Mother of Storms
Page 61
The great white mass wobbling in the Pacific draws nearer and nearer, and then there is a moment of flashing heat as the Frisbee vaporizes in the upper atmosphere, a blurring instant as thirty miles of ocean and storm below flick across the point of view before the camera flicks off. The image is brought back again, and we see the long, straight white shadows everywhere; and then we pull back to see the vast stream of Frisbees on the way… and we feel the scale of the shadow being woven of ice crystals, like jet contrails forming a gridwork umbrella over the Pacific.

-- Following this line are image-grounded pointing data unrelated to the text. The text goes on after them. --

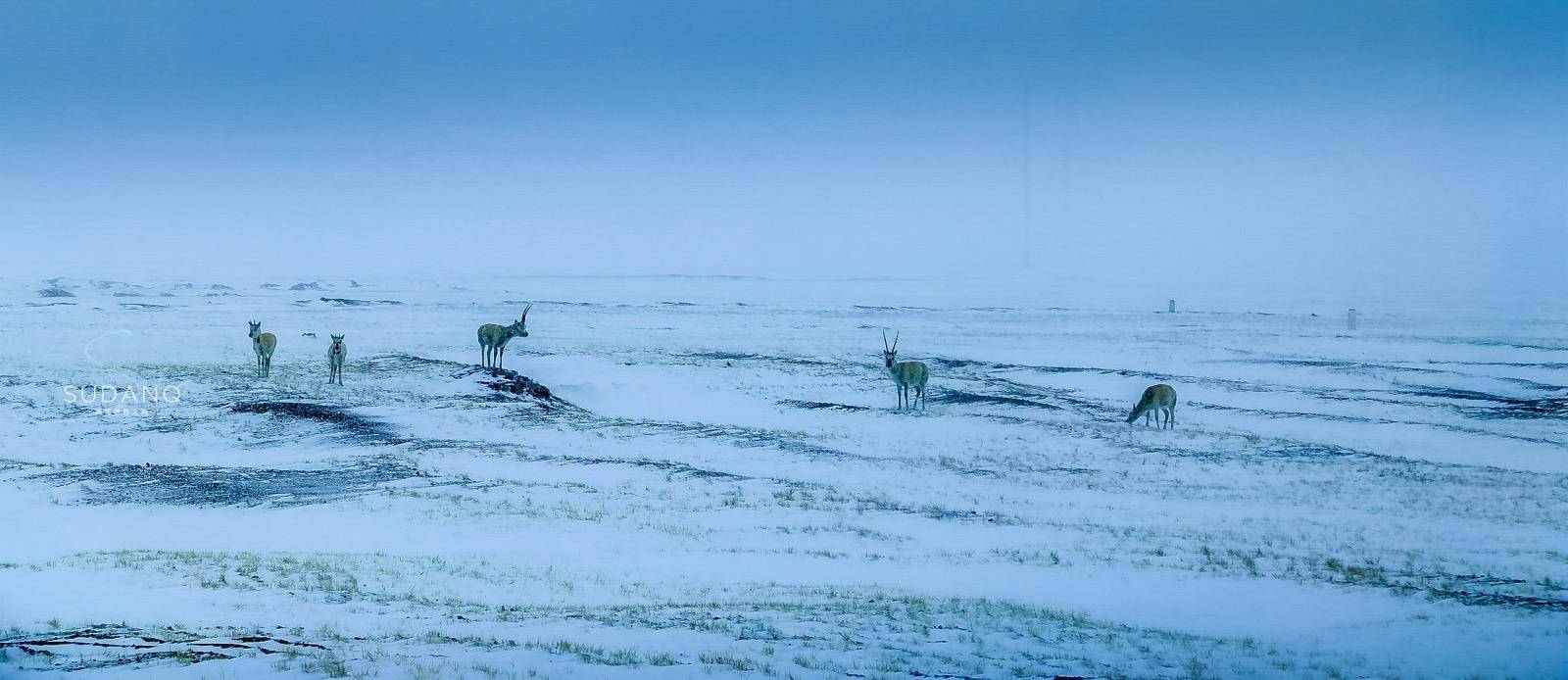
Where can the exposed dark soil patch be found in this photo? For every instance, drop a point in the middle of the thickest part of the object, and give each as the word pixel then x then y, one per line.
pixel 349 423
pixel 112 646
pixel 728 356
pixel 1502 406
pixel 956 397
pixel 358 303
pixel 227 486
pixel 822 405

The images flicker and dissolve again, and Mary Ann is distantly aware of a low moan running through the crowd. It sounds like people at the county fair, back in West Virginia when she was a kid, watching the fireworks and reacting to the sudden wonderful bursts of color. She wonders if out in the electronic world there are a billion “oohs” resounding, and very quietly Carla assures her there are—You would be surprised at how many people have never thought of their home world as a planet; we are getting indications through the marketing feedback servers that people had never thought of the air as thin before, or realized that everything that lives, lives within six miles below or six miles above sea level. And at another whole set of minds reeling with the awareness that a planet is big….
Now Louie backs them up and tells them the story of the event from the methane release forward. They see the heat accumulate, watch as the sky becomes all but opaque to the infrared wavelengths, see the Pacific warming…

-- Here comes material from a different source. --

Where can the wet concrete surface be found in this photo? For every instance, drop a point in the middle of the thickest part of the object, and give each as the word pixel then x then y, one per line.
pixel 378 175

And then suddenly it is no longer about the storm; a part of Mary Ann, hearing the words she is speaking, makes the long leap of intuition just as Carla takes over for Louie in the narration. That little lurch lets Mary Ann get a momentary glimpse and see apparent-depth screens forming a hexagon around Building J, and transparent only to Mary Ann, so that everyone sees into one screen with full depth, and sees Mary Ann inside it. She didn’t know they could do that with holograms—
Not till now, Louie says, with a warm chuckle in her mind. Had to develop physics quite a bit to do it, in just this last hour. Helps that you and your clothes aren’t too close to the stone or the sky in color. Now don’t worry—we’re going onward….

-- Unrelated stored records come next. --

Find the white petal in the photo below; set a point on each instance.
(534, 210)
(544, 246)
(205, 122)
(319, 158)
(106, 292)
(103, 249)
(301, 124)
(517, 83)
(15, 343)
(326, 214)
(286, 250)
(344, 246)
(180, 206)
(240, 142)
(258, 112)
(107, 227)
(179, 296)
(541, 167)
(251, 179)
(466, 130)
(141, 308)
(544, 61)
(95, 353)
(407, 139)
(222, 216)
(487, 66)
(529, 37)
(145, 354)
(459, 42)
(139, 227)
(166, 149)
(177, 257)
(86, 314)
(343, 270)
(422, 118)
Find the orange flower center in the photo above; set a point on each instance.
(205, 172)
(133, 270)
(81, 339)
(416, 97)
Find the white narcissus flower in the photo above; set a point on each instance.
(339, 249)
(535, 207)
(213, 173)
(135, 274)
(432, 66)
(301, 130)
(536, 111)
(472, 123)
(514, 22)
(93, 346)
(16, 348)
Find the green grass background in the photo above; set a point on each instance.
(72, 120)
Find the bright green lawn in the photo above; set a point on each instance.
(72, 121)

The story shifts again, and Carla takes them through human history—everything since Homo sapiens burst out of Africa—six times, one after another:
First we see humans squabbling and fighting, understand that among the first tools were the ones for killing each other, watch as the quarrelsome species spreads across the Earth, endlessly dividing itself into smaller and smaller segments of faith and language and endlessly finding in those self-made divisions a reason for butchering each other. We see the tools of butchery improved constantly, not just in cutting and puncturing screaming flesh but in organization and planning, so that the making of corpses becomes ever more efficient on an ever bigger scale. Nor is this made a tale of horror—or not entirely—for the images that flicker by share in the pleasures of this as well, the release from the boredom of daily work and slow accumulation of goods to a world where furor rages unbounded, where bodies are there to be cut, hurt, raped, where there are only victims and brutes and to know that one is a brute is an orgasm. The resources needed to do the job are grabbed from everywhere, torn from below the ground, cut out of the forests; whatever is needed for more slaughter is taken and turned to the purpose, and on that great flow of matériel all of human economy is founded, so that humanity grows ever more rich as it falls ever more deeply into danger. The moment that brings us to the present, where the Earth itself can no longer contain the drive for slaughter, where the endless exultation of violence is on the brink of sending the system hurtling down into a collapse of life itself….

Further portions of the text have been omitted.